Bienvenue en « adosphère » (troisième partie)

Bienvenue en « adosphère » (troisième partie)
Photo : Garry Knight sur Flickr (CC)

Troisième volet de notre série “Bienvenue en adosphère”, consacrée à l’univers numérique des adolescents. Considéré comme un espace de liberté pour les 12-18 ans, Internet implique son lot d’inquiétudes et de responsabilités pour les parents et l’école. Cette semaine, l’Atelier des Médias navigue aux frontières du cyber-espace adolescent et s’interroge sur la façon dont les adultes les délimitent.

Après nous être intéressés aux usages - notamment conversationnels - des ados en ligne et aux jeunes producteurs de contenus, nous explorons les limites et les dangers des pratiques en ligne des adolescents. Quels sont les risques auxquels sont exposés les adolescents sur Internet ? Comment et jusqu’où le harcèlement scolaire peut-il se prolonger en ligne ? Surtout, quel est le rôle des parents vis-à-vis des cyber-activités de leurs ados ?

Sur Internet, les adolescents ont développé leurs propres codes. Cette culture Internet questionne les attitudes et les stratégies adoptées par les parents pour gérer la présence en ligne de leurs enfants. Les choix des mineurs sont influencés par le regard et l’avis des parents et du corps enseignant. Les repères qu’ils formulent sont essentiels car l’Internet est un espace de libertés certes, mais qui n’est pas exempt de dangers, surtout auprès d’une population jeune potentiellement plus vulnérable.

Monique Dagnaud, chercheuse à l’EHESS et spécialiste des adolescents en ligne, apporte son éclairage :

 “Comme vous vous exposez dans un espace semi-public, tous les phénomènes de bouc émissaire ou d’ostracisme qui existent dans les cours de récré sont amplifiés, complexifiés, recomposés dans le jeu des interactions numériques. La culture des réseaux sociaux augmente et facilite les embrouilles de la culture d’ado.”

  • Le cyber-harcèlement, prolongement du harcèlement scolaire ?

Si le harcèlement scolaire, cet “enchaînement d'agissements hostiles dont la répétition affaiblit psychologiquement l'individu” (définition Wikipédia), existe depuis toujours, l’exposition nouvelle qu’implique les réseaux a effectivement donné une dimension jusqu’alors inconnue à ce phénomène.

Lorsque nous avons cherché à entrer en contact avec un adolescent victime de cyber-harcèlement, une personne nous a contactés. Il était adolescent en 2008, et s’est présenté à nous comme harceleur, plutôt qu’harcelé.
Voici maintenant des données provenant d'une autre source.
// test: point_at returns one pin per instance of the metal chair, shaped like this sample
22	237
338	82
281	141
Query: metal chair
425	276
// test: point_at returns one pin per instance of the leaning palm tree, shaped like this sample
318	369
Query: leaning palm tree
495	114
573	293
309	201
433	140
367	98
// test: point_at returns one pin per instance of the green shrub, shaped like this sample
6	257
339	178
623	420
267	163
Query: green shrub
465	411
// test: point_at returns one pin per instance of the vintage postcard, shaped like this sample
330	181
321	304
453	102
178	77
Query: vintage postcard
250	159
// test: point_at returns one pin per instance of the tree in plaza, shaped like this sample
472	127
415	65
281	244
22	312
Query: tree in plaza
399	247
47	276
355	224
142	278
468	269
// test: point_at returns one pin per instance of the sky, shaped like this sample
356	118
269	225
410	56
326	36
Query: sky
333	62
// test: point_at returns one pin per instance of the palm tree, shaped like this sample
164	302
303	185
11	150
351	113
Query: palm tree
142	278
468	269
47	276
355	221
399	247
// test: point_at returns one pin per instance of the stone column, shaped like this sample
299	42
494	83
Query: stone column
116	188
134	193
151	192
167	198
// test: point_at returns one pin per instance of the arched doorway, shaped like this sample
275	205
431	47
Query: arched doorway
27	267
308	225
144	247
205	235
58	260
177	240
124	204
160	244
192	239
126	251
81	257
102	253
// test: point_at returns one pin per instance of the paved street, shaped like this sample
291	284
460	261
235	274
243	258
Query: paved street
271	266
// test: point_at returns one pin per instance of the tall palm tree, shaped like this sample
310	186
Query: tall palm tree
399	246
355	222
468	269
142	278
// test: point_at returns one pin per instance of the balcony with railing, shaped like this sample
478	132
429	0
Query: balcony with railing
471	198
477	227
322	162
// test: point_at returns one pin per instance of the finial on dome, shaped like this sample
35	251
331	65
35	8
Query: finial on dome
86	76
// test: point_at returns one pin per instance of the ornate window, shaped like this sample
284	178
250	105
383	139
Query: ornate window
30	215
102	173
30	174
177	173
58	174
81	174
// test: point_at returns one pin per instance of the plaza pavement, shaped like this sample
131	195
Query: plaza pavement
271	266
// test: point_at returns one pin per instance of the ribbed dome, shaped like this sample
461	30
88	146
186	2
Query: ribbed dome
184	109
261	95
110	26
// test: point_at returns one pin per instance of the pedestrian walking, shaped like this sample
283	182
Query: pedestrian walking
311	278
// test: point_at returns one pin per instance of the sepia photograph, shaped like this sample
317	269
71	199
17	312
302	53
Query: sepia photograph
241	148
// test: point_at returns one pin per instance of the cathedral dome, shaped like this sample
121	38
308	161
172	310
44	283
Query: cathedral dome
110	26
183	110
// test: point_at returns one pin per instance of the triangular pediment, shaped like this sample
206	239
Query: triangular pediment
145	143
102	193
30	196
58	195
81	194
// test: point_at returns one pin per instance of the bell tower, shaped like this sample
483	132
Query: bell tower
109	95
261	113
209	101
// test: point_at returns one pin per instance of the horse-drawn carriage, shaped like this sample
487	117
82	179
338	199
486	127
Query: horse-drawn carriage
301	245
Son témoignage nous permet de comprendre comment, par envie de se moquer sans forcément vouloir blesser, par curiosité vis-à-vis d’une information privée voire de l’intime, il s’est retrouvé à harceler une personne.

C’est de cette façon que le cyber-harcèlement a pu s’immiscer dans l’environnement numérique des adolescents, pour en devenir une dérive largement médiatisée. En 2008, quand un adolescent était victime d’agissements hostiles répétés, peu de gens étaient préparés à ce type de situation. Depuis, Internet s’est inscrit dans la vie, dans la chambre, dans le quotidien des adolescents, et les jeunes ont appris à appréhender la puissance d’Internet.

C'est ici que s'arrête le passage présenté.